In theory it works well for many organisms, it would seem, but it sure is hard to check since all organisms in nature don't occupy the same geographical areas and don't all have the same courtship behaviour and so on.

You get further troubles when you get to plants. They hybridize a lot and such evolutionary events are thought to have given rise to a multitude of the species out there. Another problem is this; imagine that species 1 can hybridize with species 2 and 3, but 2 and 3 can't hybridize with eachother. The sexual isolation definition would have to refuse and accept 2 and 3 as the same species at the same time!
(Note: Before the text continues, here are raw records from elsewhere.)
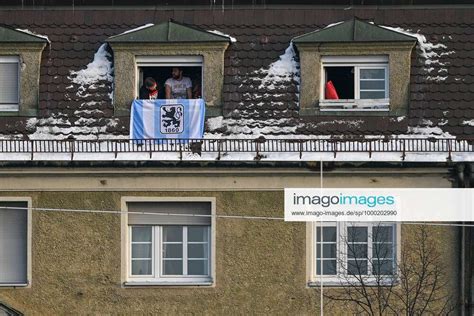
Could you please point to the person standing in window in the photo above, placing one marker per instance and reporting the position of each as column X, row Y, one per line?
column 178, row 87
column 149, row 90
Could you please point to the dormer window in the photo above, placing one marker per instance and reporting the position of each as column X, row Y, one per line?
column 9, row 83
column 354, row 68
column 20, row 59
column 152, row 51
column 160, row 68
column 358, row 83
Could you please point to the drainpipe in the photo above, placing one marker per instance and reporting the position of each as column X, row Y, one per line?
column 465, row 179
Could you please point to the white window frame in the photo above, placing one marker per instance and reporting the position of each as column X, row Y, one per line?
column 157, row 279
column 28, row 201
column 341, row 277
column 167, row 61
column 157, row 259
column 12, row 107
column 358, row 63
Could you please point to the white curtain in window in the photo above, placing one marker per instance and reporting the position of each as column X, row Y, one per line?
column 178, row 209
column 8, row 82
column 13, row 242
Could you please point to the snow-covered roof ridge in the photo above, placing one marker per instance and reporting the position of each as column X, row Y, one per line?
column 141, row 27
column 232, row 39
column 34, row 34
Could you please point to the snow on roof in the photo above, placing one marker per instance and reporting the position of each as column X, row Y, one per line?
column 232, row 39
column 470, row 122
column 34, row 34
column 333, row 24
column 431, row 53
column 99, row 69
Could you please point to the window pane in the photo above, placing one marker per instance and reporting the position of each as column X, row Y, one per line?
column 372, row 94
column 329, row 234
column 172, row 267
column 197, row 267
column 9, row 83
column 141, row 267
column 382, row 233
column 13, row 242
column 172, row 250
column 382, row 250
column 329, row 267
column 172, row 233
column 141, row 234
column 197, row 251
column 357, row 234
column 372, row 73
column 329, row 250
column 141, row 251
column 357, row 267
column 357, row 250
column 372, row 85
column 197, row 233
column 382, row 267
column 342, row 79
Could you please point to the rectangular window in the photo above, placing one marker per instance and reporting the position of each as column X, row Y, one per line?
column 354, row 250
column 359, row 83
column 160, row 68
column 170, row 242
column 9, row 83
column 13, row 243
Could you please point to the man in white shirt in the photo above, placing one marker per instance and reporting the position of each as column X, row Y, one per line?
column 178, row 87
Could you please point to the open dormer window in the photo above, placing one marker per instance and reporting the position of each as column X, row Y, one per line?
column 20, row 59
column 354, row 68
column 355, row 83
column 160, row 68
column 9, row 83
column 154, row 50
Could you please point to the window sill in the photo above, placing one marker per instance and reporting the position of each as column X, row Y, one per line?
column 164, row 283
column 316, row 111
column 343, row 283
column 379, row 105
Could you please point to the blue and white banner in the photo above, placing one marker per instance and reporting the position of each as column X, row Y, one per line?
column 167, row 119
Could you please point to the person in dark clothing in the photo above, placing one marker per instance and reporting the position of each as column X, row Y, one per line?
column 149, row 90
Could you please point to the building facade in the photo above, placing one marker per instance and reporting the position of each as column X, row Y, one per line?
column 93, row 222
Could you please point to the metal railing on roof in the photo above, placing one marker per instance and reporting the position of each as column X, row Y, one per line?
column 259, row 146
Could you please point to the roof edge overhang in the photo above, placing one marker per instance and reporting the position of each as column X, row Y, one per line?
column 353, row 31
column 169, row 32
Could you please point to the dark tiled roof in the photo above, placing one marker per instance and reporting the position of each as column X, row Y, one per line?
column 442, row 89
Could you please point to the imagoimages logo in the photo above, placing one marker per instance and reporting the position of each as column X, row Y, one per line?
column 172, row 119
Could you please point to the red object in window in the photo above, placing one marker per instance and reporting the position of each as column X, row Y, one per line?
column 331, row 92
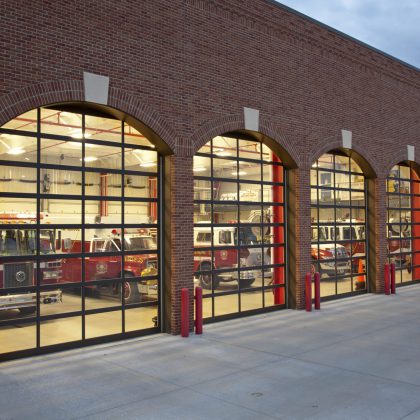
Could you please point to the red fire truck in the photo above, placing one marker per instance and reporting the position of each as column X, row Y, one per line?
column 226, row 258
column 21, row 241
column 109, row 267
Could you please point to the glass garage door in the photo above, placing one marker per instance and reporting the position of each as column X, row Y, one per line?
column 403, row 227
column 79, row 230
column 239, row 227
column 338, row 217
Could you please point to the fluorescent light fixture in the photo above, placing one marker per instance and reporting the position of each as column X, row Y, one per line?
column 90, row 158
column 16, row 151
column 78, row 134
column 147, row 164
column 199, row 169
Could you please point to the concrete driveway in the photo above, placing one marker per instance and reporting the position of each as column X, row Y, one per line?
column 357, row 358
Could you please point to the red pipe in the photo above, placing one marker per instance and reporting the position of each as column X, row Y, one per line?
column 317, row 279
column 393, row 278
column 308, row 292
column 198, row 310
column 387, row 278
column 185, row 327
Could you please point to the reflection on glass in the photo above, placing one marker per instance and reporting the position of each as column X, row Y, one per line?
column 141, row 318
column 102, row 324
column 59, row 331
column 140, row 160
column 62, row 123
column 18, row 148
column 15, row 179
column 17, row 337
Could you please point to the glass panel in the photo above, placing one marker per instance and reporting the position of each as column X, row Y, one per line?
column 18, row 148
column 140, row 186
column 60, row 152
column 17, row 179
column 249, row 149
column 202, row 166
column 61, row 123
column 98, row 325
column 224, row 305
column 140, row 212
column 103, row 184
column 225, row 146
column 60, row 211
column 100, row 128
column 140, row 160
column 224, row 168
column 141, row 318
column 71, row 301
column 17, row 210
column 24, row 122
column 59, row 331
column 99, row 156
column 250, row 192
column 251, row 300
column 54, row 181
column 103, row 295
column 17, row 337
column 133, row 136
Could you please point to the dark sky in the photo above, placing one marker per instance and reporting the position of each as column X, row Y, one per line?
column 391, row 26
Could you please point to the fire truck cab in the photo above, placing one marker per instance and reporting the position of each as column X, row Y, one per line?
column 225, row 258
column 329, row 259
column 19, row 241
column 99, row 267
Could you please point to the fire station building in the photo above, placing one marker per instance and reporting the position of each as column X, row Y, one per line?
column 151, row 146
This problem does happen in nature, sometimes involving a lot more species than 3. Brassicas are an example. Although I don't know for sure, I assume this must happen in some bird species as well.

Quote:
Originally Posted by noise View Post
not necessarily...
I agree and if you flip the problem over on it's head, many species that should obviously be different look almost exactly the same. A good example is the phylum Nematoda (nematodes), a huge group of wormlike creatures that have differing ecology. Some are parasites while others for example live in the soil. However, they all follow the same general body plan and look similar to eachother. Two seemingly identical nematode worms can be further apart genetically than humans are to any other mammal.

So I would argue that both sexual isolation and similarity/dissimilarity are not good species criterias.